Like Dana Heller, I, too, have fretted over this question of how to make an online scholarly community. That word, "community," bothers me. In the modern American context community is abused and is all too often used in conjunction with others to form phrases such as “community living", "home owner's communities", or "campus communities". When I see these terms my skin crawls precisely because they include the promise of a commons that may be pleasant but is often anything but diverse, let alone fun. The administrative declaration that we create community is a thinly veiled call to a common set of standards with which we can work on "together". Worse, this "together" tends to be the first step into the elimination of eccentricities and contesting visions. At the same time it simply makes for more work. When community becomes obligatory, then community becomes an obligation, i.e. another job I would rather not perform. It's this vision of community as some sort of planned "togetherness" that Jane Jacobs, the great critic of twentieth century urban planning, derided when she noted that, "'togetherness' is a fittingly nauseating name for an old ideal in planning theory. This ideal is that if anything is shared among people, much should be shared" (Jacobs 1961, p. 72). For Jacobs this kind of obligation to share drives cities apart because "where people do share much, they become exceedingly choosy as to who their neighbors are, or with whom they associate at all" (Jacobs 1961, p. 63).

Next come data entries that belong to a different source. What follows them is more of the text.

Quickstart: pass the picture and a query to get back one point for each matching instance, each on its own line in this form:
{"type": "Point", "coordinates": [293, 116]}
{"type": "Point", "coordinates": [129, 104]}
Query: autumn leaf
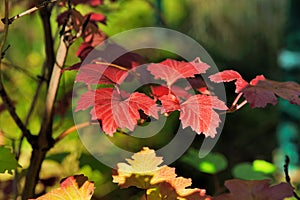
{"type": "Point", "coordinates": [198, 112]}
{"type": "Point", "coordinates": [172, 70]}
{"type": "Point", "coordinates": [73, 187]}
{"type": "Point", "coordinates": [260, 91]}
{"type": "Point", "coordinates": [117, 110]}
{"type": "Point", "coordinates": [7, 161]}
{"type": "Point", "coordinates": [227, 76]}
{"type": "Point", "coordinates": [144, 171]}
{"type": "Point", "coordinates": [255, 190]}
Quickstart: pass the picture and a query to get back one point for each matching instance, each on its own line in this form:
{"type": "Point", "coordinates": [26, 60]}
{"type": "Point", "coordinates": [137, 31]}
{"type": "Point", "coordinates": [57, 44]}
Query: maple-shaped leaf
{"type": "Point", "coordinates": [227, 76]}
{"type": "Point", "coordinates": [97, 17]}
{"type": "Point", "coordinates": [158, 91]}
{"type": "Point", "coordinates": [172, 70]}
{"type": "Point", "coordinates": [7, 161]}
{"type": "Point", "coordinates": [100, 74]}
{"type": "Point", "coordinates": [117, 110]}
{"type": "Point", "coordinates": [86, 100]}
{"type": "Point", "coordinates": [143, 171]}
{"type": "Point", "coordinates": [73, 187]}
{"type": "Point", "coordinates": [255, 190]}
{"type": "Point", "coordinates": [142, 165]}
{"type": "Point", "coordinates": [260, 91]}
{"type": "Point", "coordinates": [199, 113]}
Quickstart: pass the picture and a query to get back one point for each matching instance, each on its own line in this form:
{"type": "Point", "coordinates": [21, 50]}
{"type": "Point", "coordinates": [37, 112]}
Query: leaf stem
{"type": "Point", "coordinates": [71, 129]}
{"type": "Point", "coordinates": [26, 12]}
{"type": "Point", "coordinates": [113, 65]}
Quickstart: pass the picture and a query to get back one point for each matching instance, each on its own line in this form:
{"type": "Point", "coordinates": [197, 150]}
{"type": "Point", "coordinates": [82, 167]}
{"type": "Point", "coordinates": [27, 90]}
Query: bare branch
{"type": "Point", "coordinates": [26, 12]}
{"type": "Point", "coordinates": [6, 100]}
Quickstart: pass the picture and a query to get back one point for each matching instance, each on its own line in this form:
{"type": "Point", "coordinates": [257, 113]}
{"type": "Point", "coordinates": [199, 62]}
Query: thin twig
{"type": "Point", "coordinates": [26, 12]}
{"type": "Point", "coordinates": [6, 100]}
{"type": "Point", "coordinates": [287, 177]}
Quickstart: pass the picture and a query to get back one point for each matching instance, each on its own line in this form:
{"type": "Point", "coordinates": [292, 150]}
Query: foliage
{"type": "Point", "coordinates": [73, 187]}
{"type": "Point", "coordinates": [120, 111]}
{"type": "Point", "coordinates": [7, 161]}
{"type": "Point", "coordinates": [160, 182]}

Jacobs' remedy for this kind of obligatory togetherness was to point out how modern cities that so many "master planners" wished to “rationalize” worked because the very inefficiencies the planners hated were the things that created community. Walking from space to space, not getting everywhere quickly and running into people you hadn’t plan to meet constituted the world of "lowly, unpurposeful and random contacts”, the everyday assemblies of congested urban cores emphasizing pedestrian culture, densely concentrated four and five-story buildings with mixed uses. For Jacobs, it was out of the efficiency of swift, simple and often forgettable associations that happened in places Greenwich Village or Boston Commons that "the small change from which a city's wealth and public life may grow" (Jacobs 1961, p. 72). Planning community has much more to do with planning for moments of chance and kismet than planning how to "work together". When we walk across a campus and through our hallways we spend a lot of avoiding running into others, some of whom are the sources for happiness. Many times it is that person who you had forgotten about that provides you that joke, smile or passage you use to get through your day.

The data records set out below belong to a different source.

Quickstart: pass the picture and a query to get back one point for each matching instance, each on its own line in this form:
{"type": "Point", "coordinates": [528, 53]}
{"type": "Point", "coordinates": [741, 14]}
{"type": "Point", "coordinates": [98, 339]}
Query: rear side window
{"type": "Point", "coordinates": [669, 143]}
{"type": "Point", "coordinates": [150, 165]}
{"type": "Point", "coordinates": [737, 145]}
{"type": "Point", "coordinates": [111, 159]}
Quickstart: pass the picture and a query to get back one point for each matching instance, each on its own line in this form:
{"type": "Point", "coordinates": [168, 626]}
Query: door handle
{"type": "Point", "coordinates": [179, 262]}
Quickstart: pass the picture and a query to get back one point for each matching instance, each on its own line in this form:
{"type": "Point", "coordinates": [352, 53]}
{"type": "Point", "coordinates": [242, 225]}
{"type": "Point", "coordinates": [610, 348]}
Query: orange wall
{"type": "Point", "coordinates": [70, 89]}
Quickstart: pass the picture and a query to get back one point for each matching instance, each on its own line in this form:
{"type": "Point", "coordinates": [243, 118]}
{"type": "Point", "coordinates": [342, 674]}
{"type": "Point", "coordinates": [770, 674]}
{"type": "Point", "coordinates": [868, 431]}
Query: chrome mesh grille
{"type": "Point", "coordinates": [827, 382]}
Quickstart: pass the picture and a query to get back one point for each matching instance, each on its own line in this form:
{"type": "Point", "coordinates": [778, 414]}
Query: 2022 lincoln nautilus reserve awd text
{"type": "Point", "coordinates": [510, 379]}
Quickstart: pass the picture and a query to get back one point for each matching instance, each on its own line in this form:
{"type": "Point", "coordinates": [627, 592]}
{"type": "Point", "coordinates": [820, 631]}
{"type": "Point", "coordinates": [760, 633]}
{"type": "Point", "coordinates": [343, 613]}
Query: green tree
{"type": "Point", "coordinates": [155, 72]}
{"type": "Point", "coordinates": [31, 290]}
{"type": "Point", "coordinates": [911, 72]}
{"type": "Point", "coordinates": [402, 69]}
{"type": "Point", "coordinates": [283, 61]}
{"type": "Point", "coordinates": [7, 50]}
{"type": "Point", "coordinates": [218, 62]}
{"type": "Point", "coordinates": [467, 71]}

The closest thing I have to a virtual sidewalk or hallway for my scholarship exists in my daily interactions with Facebook and Tumblr. Jokes, memes, rants, clips, exhibits of digital banality, may be a virtual sidewalk of insignificant displays, but they have made my academic life more playful, enjoyable and interesting than any conference or colloquia. They have also garnered me a few friends that I wouldn't have had while helping me sustain connections with others that I might have simply forgotten. Not that conferencing and twenty minute presentations accompanied by bad sandwiches, coffee and the occasional piece of fruit aren't important. They are. Yet every grad student knows these formal presentations and placements can never take the place of sloppy thinking and laughter generated at a pub table or a party when it comes forming community. The reason for this is the same reason that Jacobs valued cities. When you leave a focused presentation and go to out into the general public you encounter “interweaving of human patterns” with “people doing different things, with different reasons and different ends in view” (Jacobs 1961, p. 229). As scholars we should be encouraged to leave the egos we invest in our "work" behind and think about all of those other people and their intentions on our campuses, online and in other spaces in a search for connections, discovery and new bonds. To put it simply, when it comes to the community of an online space, a sidewalk or coffeehouse, it can never really be about you. In the case of community it must always be about the people around you.
Jacobs, J. (1961). The Death and Life of Great American Cities. New York, New York, Vintage Books.